12.2.0.2 Standard summary
For the full output, use summary() on your model.
summary(Model1.lm)##
## Call:
## lm(formula = Price ~ Lot, data = HousesNY)
##
## Residuals:
## Min 1Q Median 3Q Max
## -74.775 -30.201 -5.941 27.070 83.984
##
## Coefficients:
## Estimate Std. Error t value Pr(>|t|)
## (Intercept) 114.0911 8.3639 13.641 <2e-16 ***
## Lot -0.5749 7.6113 -0.076 0.94
## ---
## Signif. codes: 0 '***' 0.001 '**' 0.01 '*' 0.05 '.' 0.1 ' ' 1
##
## Residual standard error: 41.83 on 51 degrees of freedom
## Multiple R-squared: 0.0001119, Adjusted R-squared: -0.01949
## F-statistic: 0.005705 on 1 and 51 DF, p-value: 0.9401
and the ANOVA table
anova(Model1.lm)## Analysis of Variance Table
##
## Response: Price
## Df Sum Sq Mean Sq F value Pr(>F)
## Lot 1 10 9.98 0.0057 0.9401
## Residuals 51 89245 1749.91
12.2.0.3 The ols_regress() summary
The olsrr package provides an alternative summary with a cleaner layout. Remember to first install the olsrr package and to add library(olsrr) to your library code chunk at the top of your script.
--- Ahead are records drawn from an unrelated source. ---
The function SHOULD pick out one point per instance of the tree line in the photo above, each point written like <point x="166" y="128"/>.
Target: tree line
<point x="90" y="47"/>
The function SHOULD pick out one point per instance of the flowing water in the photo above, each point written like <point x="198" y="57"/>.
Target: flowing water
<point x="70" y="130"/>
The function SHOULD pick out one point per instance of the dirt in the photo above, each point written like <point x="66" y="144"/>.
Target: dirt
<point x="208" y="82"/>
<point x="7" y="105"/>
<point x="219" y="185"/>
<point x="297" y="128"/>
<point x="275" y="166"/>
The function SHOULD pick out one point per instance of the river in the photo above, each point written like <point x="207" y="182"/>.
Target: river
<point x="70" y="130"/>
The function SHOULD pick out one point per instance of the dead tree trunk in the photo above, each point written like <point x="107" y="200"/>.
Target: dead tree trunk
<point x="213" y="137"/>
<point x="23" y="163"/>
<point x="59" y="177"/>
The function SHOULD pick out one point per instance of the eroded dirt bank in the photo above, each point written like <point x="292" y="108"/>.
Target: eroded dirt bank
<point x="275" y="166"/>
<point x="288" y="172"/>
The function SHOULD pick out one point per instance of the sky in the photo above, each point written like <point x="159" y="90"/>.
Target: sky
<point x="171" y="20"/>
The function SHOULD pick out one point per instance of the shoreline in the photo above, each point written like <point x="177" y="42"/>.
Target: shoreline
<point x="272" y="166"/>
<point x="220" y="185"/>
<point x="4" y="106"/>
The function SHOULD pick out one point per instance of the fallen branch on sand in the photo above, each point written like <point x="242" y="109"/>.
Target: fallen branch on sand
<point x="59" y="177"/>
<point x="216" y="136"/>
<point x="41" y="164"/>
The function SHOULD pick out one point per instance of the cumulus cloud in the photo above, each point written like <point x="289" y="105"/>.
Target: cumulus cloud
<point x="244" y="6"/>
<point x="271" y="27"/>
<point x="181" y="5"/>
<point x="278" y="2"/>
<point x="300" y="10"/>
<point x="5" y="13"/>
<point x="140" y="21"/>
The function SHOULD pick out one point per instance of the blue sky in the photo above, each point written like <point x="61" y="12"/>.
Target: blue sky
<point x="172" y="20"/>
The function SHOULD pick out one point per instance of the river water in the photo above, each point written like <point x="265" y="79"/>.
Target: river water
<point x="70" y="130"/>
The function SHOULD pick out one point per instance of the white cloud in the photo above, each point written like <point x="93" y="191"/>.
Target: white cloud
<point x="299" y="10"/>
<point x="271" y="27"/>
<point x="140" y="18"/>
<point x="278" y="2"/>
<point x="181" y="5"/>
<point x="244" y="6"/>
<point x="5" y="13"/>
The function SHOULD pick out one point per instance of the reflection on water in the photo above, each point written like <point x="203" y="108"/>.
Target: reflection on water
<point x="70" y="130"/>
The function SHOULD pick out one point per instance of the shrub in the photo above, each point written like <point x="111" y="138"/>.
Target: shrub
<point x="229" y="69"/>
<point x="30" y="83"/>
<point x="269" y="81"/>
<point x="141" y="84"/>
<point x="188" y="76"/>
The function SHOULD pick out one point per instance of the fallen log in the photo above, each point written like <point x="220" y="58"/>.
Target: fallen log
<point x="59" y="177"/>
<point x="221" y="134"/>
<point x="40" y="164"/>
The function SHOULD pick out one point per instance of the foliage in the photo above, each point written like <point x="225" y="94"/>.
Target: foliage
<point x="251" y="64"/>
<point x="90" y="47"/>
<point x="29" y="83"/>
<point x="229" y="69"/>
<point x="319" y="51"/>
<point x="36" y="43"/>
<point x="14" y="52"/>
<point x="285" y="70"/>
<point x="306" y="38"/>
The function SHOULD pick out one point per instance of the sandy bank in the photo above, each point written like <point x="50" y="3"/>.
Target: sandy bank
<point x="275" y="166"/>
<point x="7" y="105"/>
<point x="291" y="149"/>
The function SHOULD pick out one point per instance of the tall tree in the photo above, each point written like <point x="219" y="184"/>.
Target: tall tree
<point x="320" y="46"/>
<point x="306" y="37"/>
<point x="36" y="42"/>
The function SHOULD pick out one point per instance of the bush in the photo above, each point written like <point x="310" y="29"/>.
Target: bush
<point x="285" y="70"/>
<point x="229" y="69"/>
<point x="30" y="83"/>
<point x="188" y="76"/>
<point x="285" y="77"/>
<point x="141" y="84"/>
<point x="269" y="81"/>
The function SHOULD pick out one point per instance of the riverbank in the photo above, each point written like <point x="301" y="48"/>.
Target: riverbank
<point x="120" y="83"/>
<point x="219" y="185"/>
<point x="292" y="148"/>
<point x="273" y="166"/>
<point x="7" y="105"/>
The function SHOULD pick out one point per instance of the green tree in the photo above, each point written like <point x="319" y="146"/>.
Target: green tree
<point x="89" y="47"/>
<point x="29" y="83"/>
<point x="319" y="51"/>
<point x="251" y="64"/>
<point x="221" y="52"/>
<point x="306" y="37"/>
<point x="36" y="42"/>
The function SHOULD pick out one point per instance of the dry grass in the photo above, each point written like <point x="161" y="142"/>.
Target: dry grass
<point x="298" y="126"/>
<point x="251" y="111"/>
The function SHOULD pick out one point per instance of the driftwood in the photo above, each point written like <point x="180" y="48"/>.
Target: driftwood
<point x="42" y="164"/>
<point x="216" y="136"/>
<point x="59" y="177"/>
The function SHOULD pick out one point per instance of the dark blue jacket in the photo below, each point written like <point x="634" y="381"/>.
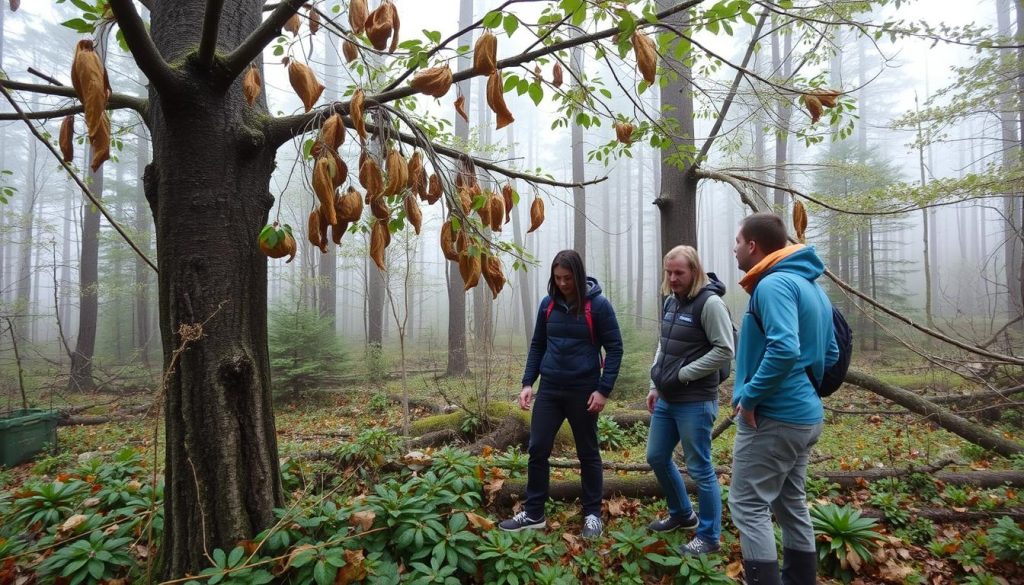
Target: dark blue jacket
<point x="562" y="351"/>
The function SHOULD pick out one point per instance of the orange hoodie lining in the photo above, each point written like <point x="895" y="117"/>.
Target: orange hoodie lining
<point x="754" y="275"/>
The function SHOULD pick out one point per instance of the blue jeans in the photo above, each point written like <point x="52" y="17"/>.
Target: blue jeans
<point x="552" y="407"/>
<point x="689" y="423"/>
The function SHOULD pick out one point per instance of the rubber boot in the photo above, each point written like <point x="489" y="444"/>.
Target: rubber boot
<point x="761" y="573"/>
<point x="799" y="568"/>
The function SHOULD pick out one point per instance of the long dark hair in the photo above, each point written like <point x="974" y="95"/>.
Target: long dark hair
<point x="570" y="260"/>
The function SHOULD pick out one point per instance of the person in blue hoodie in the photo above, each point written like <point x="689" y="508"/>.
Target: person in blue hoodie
<point x="786" y="336"/>
<point x="574" y="322"/>
<point x="694" y="349"/>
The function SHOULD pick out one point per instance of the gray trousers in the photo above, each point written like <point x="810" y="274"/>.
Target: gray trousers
<point x="769" y="468"/>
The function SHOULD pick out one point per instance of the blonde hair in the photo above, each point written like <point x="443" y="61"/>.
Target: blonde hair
<point x="689" y="253"/>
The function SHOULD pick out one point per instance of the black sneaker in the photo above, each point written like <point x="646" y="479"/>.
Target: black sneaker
<point x="591" y="527"/>
<point x="672" y="523"/>
<point x="698" y="546"/>
<point x="521" y="521"/>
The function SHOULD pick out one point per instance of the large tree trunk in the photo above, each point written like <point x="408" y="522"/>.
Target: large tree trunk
<point x="677" y="199"/>
<point x="209" y="190"/>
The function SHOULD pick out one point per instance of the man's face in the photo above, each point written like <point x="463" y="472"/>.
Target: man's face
<point x="743" y="250"/>
<point x="679" y="274"/>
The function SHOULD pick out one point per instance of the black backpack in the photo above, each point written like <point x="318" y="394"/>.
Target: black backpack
<point x="835" y="374"/>
<point x="697" y="310"/>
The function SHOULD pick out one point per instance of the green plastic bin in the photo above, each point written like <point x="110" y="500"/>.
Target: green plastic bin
<point x="26" y="432"/>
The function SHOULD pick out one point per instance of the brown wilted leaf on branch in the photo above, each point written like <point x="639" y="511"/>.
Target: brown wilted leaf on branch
<point x="536" y="214"/>
<point x="434" y="190"/>
<point x="496" y="100"/>
<point x="800" y="221"/>
<point x="494" y="275"/>
<point x="357" y="12"/>
<point x="624" y="132"/>
<point x="813" y="107"/>
<point x="435" y="81"/>
<point x="413" y="212"/>
<point x="485" y="54"/>
<point x="93" y="89"/>
<point x="252" y="84"/>
<point x="68" y="138"/>
<point x="355" y="111"/>
<point x="349" y="50"/>
<point x="324" y="187"/>
<point x="292" y="26"/>
<point x="305" y="84"/>
<point x="646" y="55"/>
<point x="556" y="75"/>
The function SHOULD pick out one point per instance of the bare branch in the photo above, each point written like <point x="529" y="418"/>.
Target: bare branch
<point x="76" y="178"/>
<point x="250" y="48"/>
<point x="211" y="25"/>
<point x="142" y="48"/>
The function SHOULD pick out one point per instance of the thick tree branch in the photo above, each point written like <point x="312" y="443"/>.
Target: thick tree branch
<point x="239" y="59"/>
<point x="117" y="100"/>
<point x="78" y="180"/>
<point x="211" y="25"/>
<point x="140" y="44"/>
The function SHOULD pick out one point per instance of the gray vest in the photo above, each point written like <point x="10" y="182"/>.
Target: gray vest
<point x="683" y="340"/>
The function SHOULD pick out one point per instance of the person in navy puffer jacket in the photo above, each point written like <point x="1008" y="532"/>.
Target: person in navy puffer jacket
<point x="574" y="322"/>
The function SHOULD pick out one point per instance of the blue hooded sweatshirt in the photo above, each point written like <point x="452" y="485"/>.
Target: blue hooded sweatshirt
<point x="563" y="352"/>
<point x="796" y="316"/>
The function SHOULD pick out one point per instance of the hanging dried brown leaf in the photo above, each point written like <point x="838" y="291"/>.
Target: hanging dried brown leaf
<point x="469" y="267"/>
<point x="813" y="107"/>
<point x="508" y="200"/>
<point x="494" y="275"/>
<point x="379" y="208"/>
<point x="496" y="100"/>
<point x="827" y="97"/>
<point x="252" y="84"/>
<point x="380" y="25"/>
<point x="397" y="173"/>
<point x="485" y="54"/>
<point x="292" y="26"/>
<point x="357" y="12"/>
<point x="413" y="212"/>
<point x="349" y="50"/>
<point x="305" y="84"/>
<point x="93" y="89"/>
<point x="556" y="75"/>
<point x="379" y="238"/>
<point x="312" y="227"/>
<point x="324" y="187"/>
<point x="313" y="19"/>
<point x="338" y="231"/>
<point x="370" y="177"/>
<point x="460" y="108"/>
<point x="536" y="214"/>
<point x="624" y="132"/>
<point x="646" y="55"/>
<point x="435" y="81"/>
<point x="355" y="111"/>
<point x="448" y="242"/>
<point x="68" y="138"/>
<point x="800" y="221"/>
<point x="349" y="206"/>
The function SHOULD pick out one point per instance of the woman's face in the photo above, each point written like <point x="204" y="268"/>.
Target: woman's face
<point x="680" y="275"/>
<point x="564" y="282"/>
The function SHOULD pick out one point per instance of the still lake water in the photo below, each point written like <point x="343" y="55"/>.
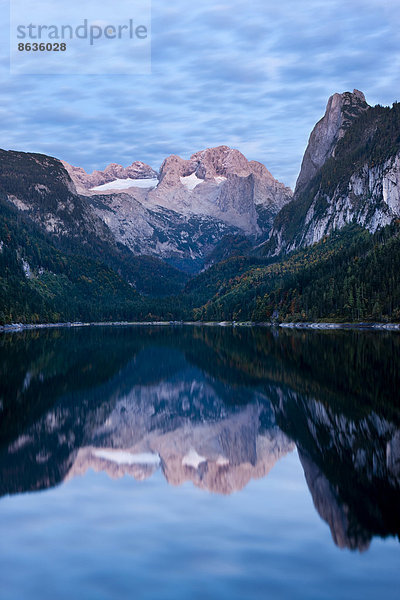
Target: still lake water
<point x="199" y="462"/>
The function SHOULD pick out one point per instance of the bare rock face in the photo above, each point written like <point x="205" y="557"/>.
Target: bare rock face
<point x="85" y="181"/>
<point x="195" y="204"/>
<point x="221" y="183"/>
<point x="341" y="110"/>
<point x="350" y="174"/>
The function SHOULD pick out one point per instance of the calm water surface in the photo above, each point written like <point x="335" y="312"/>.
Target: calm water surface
<point x="199" y="463"/>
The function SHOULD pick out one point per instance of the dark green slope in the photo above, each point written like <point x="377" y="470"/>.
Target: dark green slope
<point x="350" y="276"/>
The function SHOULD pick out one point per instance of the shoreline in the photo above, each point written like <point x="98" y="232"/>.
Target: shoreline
<point x="15" y="327"/>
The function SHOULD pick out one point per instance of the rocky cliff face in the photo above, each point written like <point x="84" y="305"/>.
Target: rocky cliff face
<point x="350" y="173"/>
<point x="86" y="181"/>
<point x="340" y="112"/>
<point x="352" y="466"/>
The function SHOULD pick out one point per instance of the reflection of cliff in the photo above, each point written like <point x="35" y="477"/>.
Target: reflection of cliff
<point x="352" y="467"/>
<point x="157" y="411"/>
<point x="221" y="456"/>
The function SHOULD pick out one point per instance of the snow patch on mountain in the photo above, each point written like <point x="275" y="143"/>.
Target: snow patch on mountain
<point x="123" y="184"/>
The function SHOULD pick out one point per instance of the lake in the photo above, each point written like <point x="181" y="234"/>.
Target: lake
<point x="199" y="462"/>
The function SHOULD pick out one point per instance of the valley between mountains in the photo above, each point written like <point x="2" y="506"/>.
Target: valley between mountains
<point x="212" y="237"/>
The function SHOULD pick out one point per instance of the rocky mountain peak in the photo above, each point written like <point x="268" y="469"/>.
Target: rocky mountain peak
<point x="340" y="112"/>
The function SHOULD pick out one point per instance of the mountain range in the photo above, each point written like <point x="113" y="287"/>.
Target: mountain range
<point x="214" y="236"/>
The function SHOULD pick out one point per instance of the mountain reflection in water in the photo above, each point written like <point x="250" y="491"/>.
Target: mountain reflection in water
<point x="218" y="407"/>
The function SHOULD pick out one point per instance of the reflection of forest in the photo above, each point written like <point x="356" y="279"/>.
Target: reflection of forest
<point x="207" y="402"/>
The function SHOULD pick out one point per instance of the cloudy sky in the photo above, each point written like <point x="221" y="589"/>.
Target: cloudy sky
<point x="254" y="75"/>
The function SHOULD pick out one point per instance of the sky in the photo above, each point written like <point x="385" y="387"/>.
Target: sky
<point x="254" y="75"/>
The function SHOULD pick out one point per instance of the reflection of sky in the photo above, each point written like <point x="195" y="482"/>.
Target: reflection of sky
<point x="253" y="75"/>
<point x="99" y="538"/>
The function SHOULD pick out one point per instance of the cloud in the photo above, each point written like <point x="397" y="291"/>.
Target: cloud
<point x="254" y="75"/>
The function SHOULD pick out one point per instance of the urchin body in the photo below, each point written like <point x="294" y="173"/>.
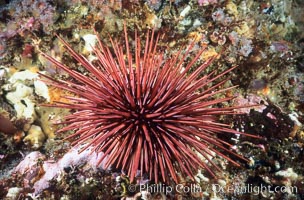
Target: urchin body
<point x="145" y="112"/>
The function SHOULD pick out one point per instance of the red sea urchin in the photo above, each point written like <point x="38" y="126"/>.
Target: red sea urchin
<point x="146" y="112"/>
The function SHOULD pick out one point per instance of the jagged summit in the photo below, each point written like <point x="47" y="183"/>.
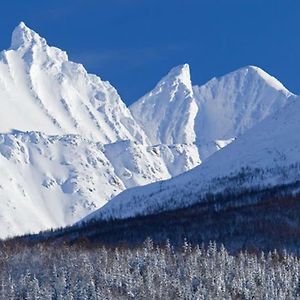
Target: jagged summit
<point x="179" y="74"/>
<point x="41" y="90"/>
<point x="23" y="36"/>
<point x="167" y="112"/>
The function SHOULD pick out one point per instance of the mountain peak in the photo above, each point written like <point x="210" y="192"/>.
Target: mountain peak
<point x="23" y="36"/>
<point x="180" y="73"/>
<point x="267" y="78"/>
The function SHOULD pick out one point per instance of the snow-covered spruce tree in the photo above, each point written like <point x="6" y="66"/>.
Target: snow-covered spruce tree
<point x="81" y="271"/>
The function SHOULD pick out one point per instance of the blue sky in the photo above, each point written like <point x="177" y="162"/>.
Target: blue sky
<point x="133" y="43"/>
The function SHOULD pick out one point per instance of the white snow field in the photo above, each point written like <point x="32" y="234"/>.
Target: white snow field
<point x="68" y="143"/>
<point x="266" y="155"/>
## you apply this command to the MODEL
ols_regress(Model1.lm)## Model Summary
## -----------------------------------------------------------------
## R 0.011 RMSE 41.035
## R-Squared 0.000 MSE 1683.876
## Adj. R-Squared -0.019 Coef. Var 36.813
## Pred R-Squared -0.068 AIC 550.137
## MAE 34.152 SBC 556.048
## -----------------------------------------------------------------
## RMSE: Root Mean Square Error
## MSE: Mean Square Error
## MAE: Mean Absolute Error
## AIC: Akaike Information Criteria
## SBC: Schwarz Bayesian Criteria
##
## ANOVA
## --------------------------------------------------------------------
## Sum of
## Squares DF Mean Square F Sig.
## --------------------------------------------------------------------
## Regression 9.983 1 9.983 0.006 0.9401
## Residual 89245.412 51 1749.910
## Total 89255.395 52
## --------------------------------------------------------------------
##
## Parameter Estimates
## -------------------------------------------------------------------------------------------
## model Beta Std. Error Std. Beta t Sig lower upper
## -------------------------------------------------------------------------------------------
## (Intercept) 114.091 8.364 13.641 0.000 97.300 130.882
## Lot -0.575 7.611 -0.011 -0.076 0.940 -15.855 14.705
## -------------------------------------------------------------------------------------------
Important:
ols_regress()only works if you usedlm(y ~ x, data = tablename). If you used the$operator (e.g.lm(data$y ~ data$x)), it will break. This is one reason to always use thedata =argument.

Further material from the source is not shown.